I then joined the IABM Board representing Lawo when the company was elected to the Members’ Board in 2017. My mission was to achieve a greater degree of visibility; not all of the organization is readily apparent to its members – how it is governed and what level of influence every member has.

As Chair, I will continue this work – getting members more engaged in IABM processes will pay off for everyone. The whole organization will become more powerful and effective if we promote and achieve active member engagement. Currently, to really know about what IABM does, you have to be an active seeker of the information. If members understood more about how it runs and everything it can do for them, they would engage more.

The formation of Regional Members’ Councils has been a good step in this direction, and I will be looking to further broaden the scope and activities of these over the next two years.

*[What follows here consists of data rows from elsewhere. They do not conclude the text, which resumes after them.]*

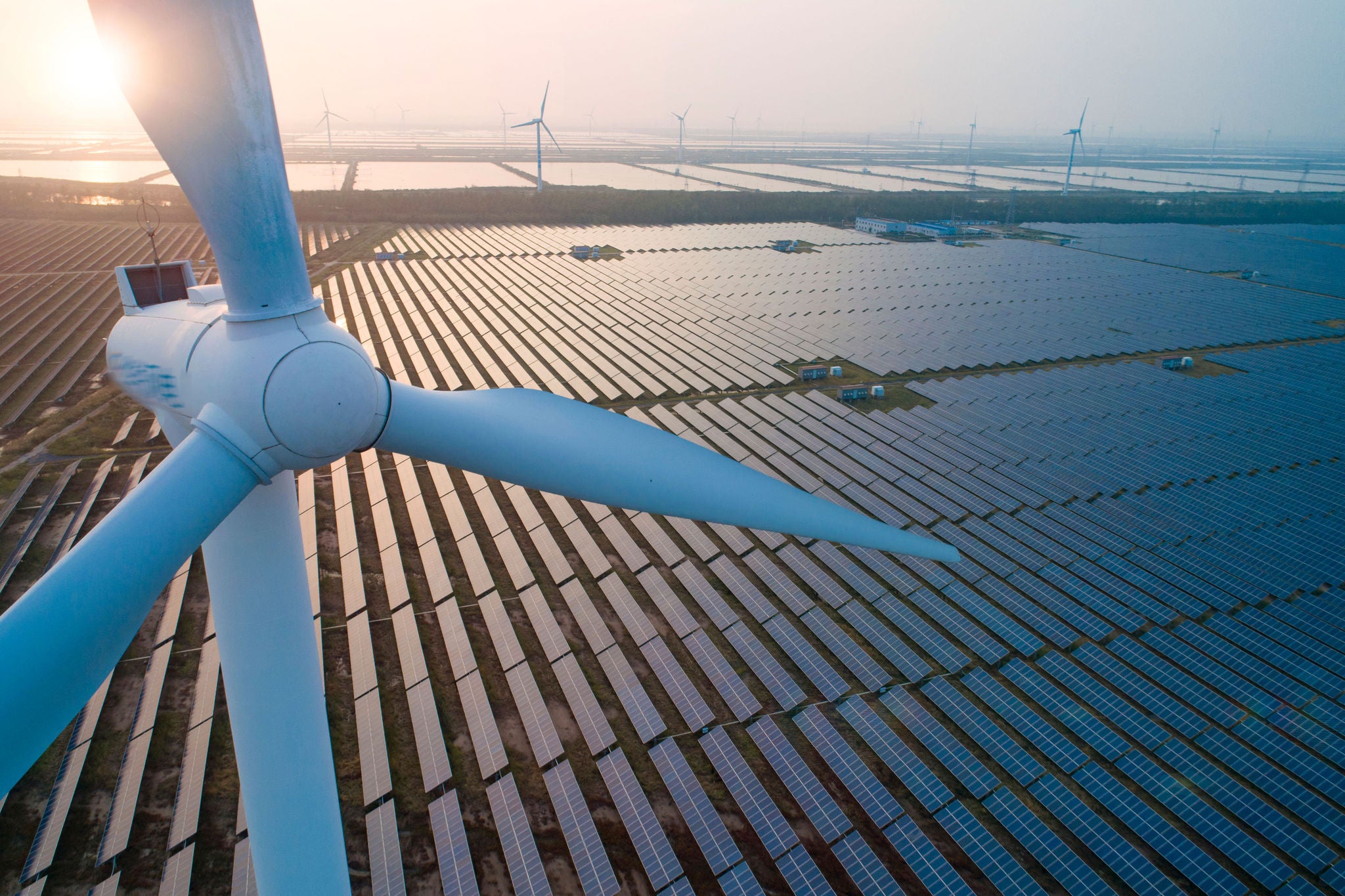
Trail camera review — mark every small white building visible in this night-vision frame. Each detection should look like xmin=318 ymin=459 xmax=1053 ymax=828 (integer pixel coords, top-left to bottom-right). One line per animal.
xmin=854 ymin=218 xmax=906 ymax=234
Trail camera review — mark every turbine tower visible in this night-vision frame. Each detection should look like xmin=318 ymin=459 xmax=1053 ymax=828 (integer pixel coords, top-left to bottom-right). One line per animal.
xmin=495 ymin=99 xmax=514 ymax=148
xmin=514 ymin=81 xmax=565 ymax=192
xmin=671 ymin=104 xmax=692 ymax=165
xmin=1060 ymin=99 xmax=1088 ymax=196
xmin=317 ymin=90 xmax=348 ymax=161
xmin=0 ymin=0 xmax=959 ymax=896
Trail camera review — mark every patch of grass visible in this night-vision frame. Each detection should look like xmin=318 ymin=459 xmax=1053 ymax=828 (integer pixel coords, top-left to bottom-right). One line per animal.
xmin=1176 ymin=354 xmax=1245 ymax=377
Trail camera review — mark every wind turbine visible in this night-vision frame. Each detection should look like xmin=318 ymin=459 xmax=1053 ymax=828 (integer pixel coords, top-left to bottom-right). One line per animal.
xmin=1060 ymin=99 xmax=1088 ymax=196
xmin=317 ymin=90 xmax=348 ymax=161
xmin=514 ymin=81 xmax=565 ymax=192
xmin=671 ymin=104 xmax=692 ymax=165
xmin=495 ymin=99 xmax=514 ymax=146
xmin=0 ymin=0 xmax=959 ymax=896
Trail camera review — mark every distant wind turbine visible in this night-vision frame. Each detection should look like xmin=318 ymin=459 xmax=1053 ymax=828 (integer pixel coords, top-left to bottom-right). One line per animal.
xmin=671 ymin=104 xmax=692 ymax=165
xmin=317 ymin=90 xmax=348 ymax=161
xmin=514 ymin=81 xmax=565 ymax=192
xmin=495 ymin=99 xmax=515 ymax=146
xmin=1060 ymin=99 xmax=1088 ymax=196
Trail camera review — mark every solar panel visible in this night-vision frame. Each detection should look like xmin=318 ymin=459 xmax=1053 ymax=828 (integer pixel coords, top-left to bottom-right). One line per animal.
xmin=701 ymin=728 xmax=799 ymax=859
xmin=837 ymin=697 xmax=952 ymax=811
xmin=631 ymin=513 xmax=686 ymax=566
xmin=597 ymin=645 xmax=667 ymax=743
xmin=882 ymin=815 xmax=973 ymax=896
xmin=761 ymin=615 xmax=850 ymax=700
xmin=597 ymin=575 xmax=657 ymax=646
xmin=961 ymin=669 xmax=1088 ymax=773
xmin=429 ymin=790 xmax=477 ymax=896
xmin=742 ymin=551 xmax=814 ymax=614
xmin=672 ymin=560 xmax=738 ymax=629
xmin=881 ymin=688 xmax=1000 ymax=797
xmin=1037 ymin=653 xmax=1172 ymax=750
xmin=561 ymin=579 xmax=616 ymax=653
xmin=682 ymin=629 xmax=761 ymax=720
xmin=776 ymin=544 xmax=850 ymax=607
xmin=718 ymin=863 xmax=765 ymax=896
xmin=231 ymin=837 xmax=257 ymax=896
xmin=799 ymin=607 xmax=892 ymax=691
xmin=518 ymin=586 xmax=570 ymax=662
xmin=158 ymin=843 xmax=196 ymax=896
xmin=831 ymin=830 xmax=901 ymax=896
xmin=457 ymin=669 xmax=508 ymax=779
xmin=793 ymin=705 xmax=905 ymax=828
xmin=1073 ymin=761 xmax=1245 ymax=893
xmin=542 ymin=760 xmax=620 ymax=896
xmin=775 ymin=845 xmax=835 ymax=896
xmin=597 ymin=748 xmax=682 ymax=889
xmin=406 ymin=680 xmax=453 ymax=792
xmin=984 ymin=787 xmax=1115 ymax=896
xmin=355 ymin=691 xmax=393 ymax=806
xmin=1028 ymin=775 xmax=1181 ymax=896
xmin=1116 ymin=752 xmax=1294 ymax=888
xmin=1003 ymin=660 xmax=1130 ymax=759
xmin=724 ymin=622 xmax=805 ymax=710
xmin=485 ymin=775 xmax=552 ymax=896
xmin=935 ymin=801 xmax=1046 ymax=895
xmin=710 ymin=557 xmax=778 ymax=622
xmin=650 ymin=739 xmax=742 ymax=874
xmin=748 ymin=716 xmax=851 ymax=843
xmin=552 ymin=653 xmax=616 ymax=755
xmin=364 ymin=800 xmax=406 ymax=896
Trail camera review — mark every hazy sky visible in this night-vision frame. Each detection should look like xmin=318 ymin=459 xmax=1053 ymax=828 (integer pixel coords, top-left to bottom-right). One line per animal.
xmin=0 ymin=0 xmax=1345 ymax=142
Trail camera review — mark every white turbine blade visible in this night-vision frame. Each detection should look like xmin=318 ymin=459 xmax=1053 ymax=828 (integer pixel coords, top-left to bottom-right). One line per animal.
xmin=537 ymin=121 xmax=565 ymax=153
xmin=203 ymin=471 xmax=349 ymax=893
xmin=89 ymin=0 xmax=316 ymax=317
xmin=0 ymin=433 xmax=259 ymax=792
xmin=376 ymin=383 xmax=959 ymax=561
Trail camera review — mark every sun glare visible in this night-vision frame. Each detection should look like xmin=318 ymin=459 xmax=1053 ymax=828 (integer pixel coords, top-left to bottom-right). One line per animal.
xmin=53 ymin=28 xmax=122 ymax=112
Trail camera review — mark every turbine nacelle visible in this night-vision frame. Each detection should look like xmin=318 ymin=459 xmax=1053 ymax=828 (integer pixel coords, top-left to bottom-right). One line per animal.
xmin=108 ymin=294 xmax=389 ymax=481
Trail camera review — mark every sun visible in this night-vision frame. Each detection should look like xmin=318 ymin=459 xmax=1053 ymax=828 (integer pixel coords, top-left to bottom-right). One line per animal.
xmin=53 ymin=23 xmax=125 ymax=113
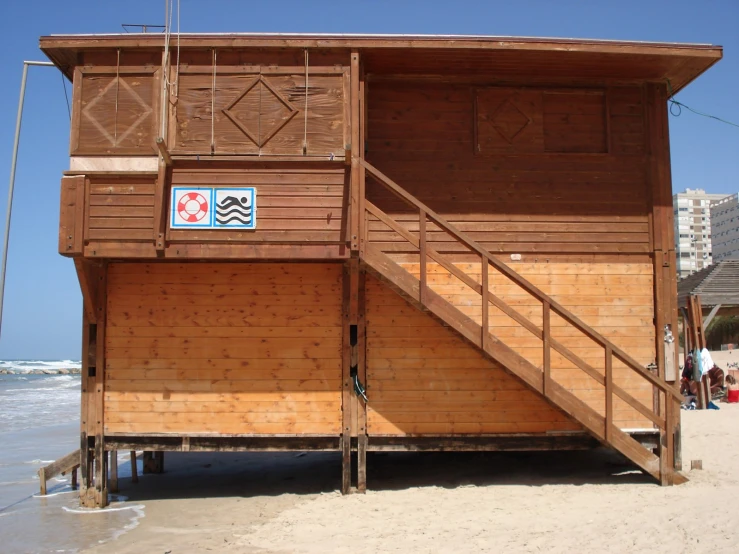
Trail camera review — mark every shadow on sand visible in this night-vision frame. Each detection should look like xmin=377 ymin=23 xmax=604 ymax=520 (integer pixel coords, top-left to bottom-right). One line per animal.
xmin=114 ymin=448 xmax=654 ymax=501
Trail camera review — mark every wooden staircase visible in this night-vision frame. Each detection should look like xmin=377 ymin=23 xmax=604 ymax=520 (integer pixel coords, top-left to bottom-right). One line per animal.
xmin=359 ymin=160 xmax=685 ymax=485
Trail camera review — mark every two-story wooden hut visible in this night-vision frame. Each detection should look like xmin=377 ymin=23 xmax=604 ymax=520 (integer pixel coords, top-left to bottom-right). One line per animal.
xmin=41 ymin=34 xmax=722 ymax=506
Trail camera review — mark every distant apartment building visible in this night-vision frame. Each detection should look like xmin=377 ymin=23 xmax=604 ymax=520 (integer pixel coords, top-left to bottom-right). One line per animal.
xmin=672 ymin=189 xmax=726 ymax=279
xmin=711 ymin=194 xmax=739 ymax=261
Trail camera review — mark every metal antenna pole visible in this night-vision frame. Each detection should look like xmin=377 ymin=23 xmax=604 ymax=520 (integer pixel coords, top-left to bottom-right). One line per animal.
xmin=0 ymin=61 xmax=54 ymax=333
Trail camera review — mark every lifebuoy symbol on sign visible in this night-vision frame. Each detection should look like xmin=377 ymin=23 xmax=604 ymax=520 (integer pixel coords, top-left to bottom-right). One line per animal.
xmin=177 ymin=192 xmax=208 ymax=223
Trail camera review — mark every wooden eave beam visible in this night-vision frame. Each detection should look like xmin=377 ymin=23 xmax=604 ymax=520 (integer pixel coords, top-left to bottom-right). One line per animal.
xmin=39 ymin=33 xmax=723 ymax=58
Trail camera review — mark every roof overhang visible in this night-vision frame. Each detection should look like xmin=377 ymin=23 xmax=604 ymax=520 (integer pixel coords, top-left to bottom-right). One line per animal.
xmin=40 ymin=33 xmax=723 ymax=92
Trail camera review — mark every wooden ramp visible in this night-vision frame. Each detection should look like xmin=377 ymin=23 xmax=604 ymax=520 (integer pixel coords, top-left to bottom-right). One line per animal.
xmin=360 ymin=160 xmax=685 ymax=485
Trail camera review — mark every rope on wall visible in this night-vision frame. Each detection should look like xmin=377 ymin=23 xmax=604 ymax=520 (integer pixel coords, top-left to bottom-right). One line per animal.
xmin=210 ymin=48 xmax=218 ymax=154
xmin=303 ymin=48 xmax=308 ymax=156
xmin=113 ymin=48 xmax=121 ymax=146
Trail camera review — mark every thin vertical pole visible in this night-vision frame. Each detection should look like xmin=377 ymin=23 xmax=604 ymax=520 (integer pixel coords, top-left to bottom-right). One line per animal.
xmin=604 ymin=344 xmax=613 ymax=444
xmin=418 ymin=210 xmax=427 ymax=304
xmin=0 ymin=62 xmax=54 ymax=333
xmin=541 ymin=302 xmax=552 ymax=396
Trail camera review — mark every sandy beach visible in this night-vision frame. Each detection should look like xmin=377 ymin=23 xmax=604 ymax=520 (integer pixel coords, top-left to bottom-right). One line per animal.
xmin=78 ymin=404 xmax=739 ymax=554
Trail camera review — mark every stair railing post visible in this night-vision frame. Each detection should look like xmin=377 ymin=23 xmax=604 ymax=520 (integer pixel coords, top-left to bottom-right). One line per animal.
xmin=604 ymin=344 xmax=613 ymax=443
xmin=418 ymin=210 xmax=427 ymax=305
xmin=480 ymin=256 xmax=490 ymax=350
xmin=541 ymin=301 xmax=552 ymax=396
xmin=659 ymin=393 xmax=679 ymax=486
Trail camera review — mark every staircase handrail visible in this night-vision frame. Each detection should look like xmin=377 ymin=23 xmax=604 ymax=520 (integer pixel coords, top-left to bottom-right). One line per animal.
xmin=359 ymin=158 xmax=683 ymax=401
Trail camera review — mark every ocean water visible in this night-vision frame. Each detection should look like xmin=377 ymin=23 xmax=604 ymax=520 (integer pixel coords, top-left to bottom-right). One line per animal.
xmin=0 ymin=360 xmax=143 ymax=554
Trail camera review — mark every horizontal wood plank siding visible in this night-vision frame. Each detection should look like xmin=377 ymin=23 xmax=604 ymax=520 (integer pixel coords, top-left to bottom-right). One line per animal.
xmin=170 ymin=164 xmax=347 ymax=244
xmin=367 ymin=82 xmax=649 ymax=256
xmin=105 ymin=263 xmax=341 ymax=435
xmin=85 ymin=176 xmax=156 ymax=238
xmin=396 ymin=263 xmax=655 ymax=429
xmin=367 ymin=278 xmax=581 ymax=435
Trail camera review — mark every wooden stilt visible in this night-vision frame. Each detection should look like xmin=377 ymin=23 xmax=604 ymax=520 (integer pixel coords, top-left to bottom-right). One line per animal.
xmin=110 ymin=450 xmax=118 ymax=492
xmin=357 ymin=435 xmax=367 ymax=493
xmin=131 ymin=450 xmax=139 ymax=483
xmin=141 ymin=450 xmax=154 ymax=475
xmin=93 ymin=442 xmax=108 ymax=508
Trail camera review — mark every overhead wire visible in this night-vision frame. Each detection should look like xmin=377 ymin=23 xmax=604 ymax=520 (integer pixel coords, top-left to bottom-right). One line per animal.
xmin=667 ymin=79 xmax=739 ymax=127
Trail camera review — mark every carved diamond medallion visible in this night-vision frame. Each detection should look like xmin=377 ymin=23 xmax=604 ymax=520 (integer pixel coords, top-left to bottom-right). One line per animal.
xmin=82 ymin=76 xmax=152 ymax=146
xmin=489 ymin=100 xmax=531 ymax=144
xmin=223 ymin=75 xmax=298 ymax=148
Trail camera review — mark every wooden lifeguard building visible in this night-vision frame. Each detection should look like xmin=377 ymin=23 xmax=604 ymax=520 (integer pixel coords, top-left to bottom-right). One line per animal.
xmin=41 ymin=30 xmax=722 ymax=506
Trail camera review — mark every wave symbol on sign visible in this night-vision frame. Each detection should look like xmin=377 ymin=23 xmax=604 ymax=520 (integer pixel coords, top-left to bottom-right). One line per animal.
xmin=216 ymin=196 xmax=252 ymax=225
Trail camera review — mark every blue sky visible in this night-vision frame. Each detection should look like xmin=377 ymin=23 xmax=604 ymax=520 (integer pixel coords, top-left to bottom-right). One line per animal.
xmin=0 ymin=0 xmax=739 ymax=359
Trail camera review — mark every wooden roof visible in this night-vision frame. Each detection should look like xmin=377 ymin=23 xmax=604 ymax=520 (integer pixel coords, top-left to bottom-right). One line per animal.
xmin=40 ymin=33 xmax=723 ymax=92
xmin=677 ymin=260 xmax=739 ymax=307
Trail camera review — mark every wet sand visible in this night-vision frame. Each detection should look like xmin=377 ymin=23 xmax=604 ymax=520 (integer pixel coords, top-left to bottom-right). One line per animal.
xmin=79 ymin=404 xmax=739 ymax=554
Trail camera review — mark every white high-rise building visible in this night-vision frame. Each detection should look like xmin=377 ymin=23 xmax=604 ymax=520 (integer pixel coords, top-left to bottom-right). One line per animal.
xmin=672 ymin=189 xmax=726 ymax=279
xmin=711 ymin=194 xmax=739 ymax=262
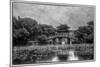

The bottom line is finding the right balance between the interests of the members – who form IABM – and the industry at large: broadcasters, networks, service suppliers etc. We need to cater to both groups to keep the industry prosperous. This will also help make IABM stronger by increasing income across a wider range of sources. IABM has the opportunity to become the ‘agent’ for this industry – to represent it on all levels globally.

I believe in partnerships – they are the basis for sustainable success, balancing the interests of vendors and the wider industry. Partnerships ensure that all stakeholders benefit from opportunities and face challenges together. Indeed, sustainable success is based on trusted partnerships; IABM plays a crucial role in this process to ensure that all stakeholders benefit from the vast opportunities that lie before us. But we can do even more.

On a personal level, I will continue not to be shy and say what I think! I don’t believe in revolution – evolution is more healthy. On the technology front, I would contend that IP is just a stepping stone to Broadcast 3.0! It’s about creating and controlling systems in combination with IP and software defined architectures – with floating resources allocated to specific productions. The real revolution is in automated workflows.

What will look different at the end of my term as chair of the IABM Board in 2021? I’m at the knowledge gaining stage at the moment – I’ve got a lot to learn, but achieving more visibility into the organization for its members and increasing the influence of IABM as the leader in the industry will be high on the list – showing everything the organization has to offer by upping our approach to member engagement. That way, everyone wins.